Coercive containment was tried during one recent pandemic — in Castro’s Cuba, from 1986 to 1994, for those with HIV-AIDS. It is not generally a policy that is endorsed in polite society, and not because everyone is such an expert in Cuban public health data and epidemiological calculations. People oppose the policy because it was morally wrong.

And what about uncertainty? Is it really a safe bet that America’s quarantine policy would be executed successfully and save many lives? What if scientists are on the verge of discovering a cure or treatment that will lower the Covid-19 death rate significantly?
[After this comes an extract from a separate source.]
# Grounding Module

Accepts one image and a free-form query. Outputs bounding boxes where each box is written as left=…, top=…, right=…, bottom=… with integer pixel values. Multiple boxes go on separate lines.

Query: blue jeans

Individual rights also protect society from the possibly disastrous consequences of its own ignorance.

Here are a few points that did not fit into the column:

1. I am not opposed to all small number, limited duration quarantine procedures, such as say holding Typhoid Mary out of socializing.  This same point also means that a society that starts coercive quarantine very early might be able to stamp out the virus by coercing relatively small numbers of people.  (It is not yet clear that the supposed successes have achieved this, by the way.)  That is very different from the “mass dragnet” to be directed against American society under current proposals.

2. I am familiar with the broad outlines of American quarantine law and past practice.  I don’t see that history as necessarily authorizing how a current proposal would have to operate, and on such a scale.  In any case, I am saying that such coercive quarantines would be wrong, not that they would be illegal.  I believe it is a genuinely open question how current courts would rule on these matters.

3. From my perch from a distance, it seems to me that Human Challenge Trials for vaccines are more controversial than is mass forced quarantine.  I could be wrong, and I would gladly pursue any leads on the current debate you might have for me.  Who are the philosophers or biomedical ethicists or legal scholars who have spoken out against such policies?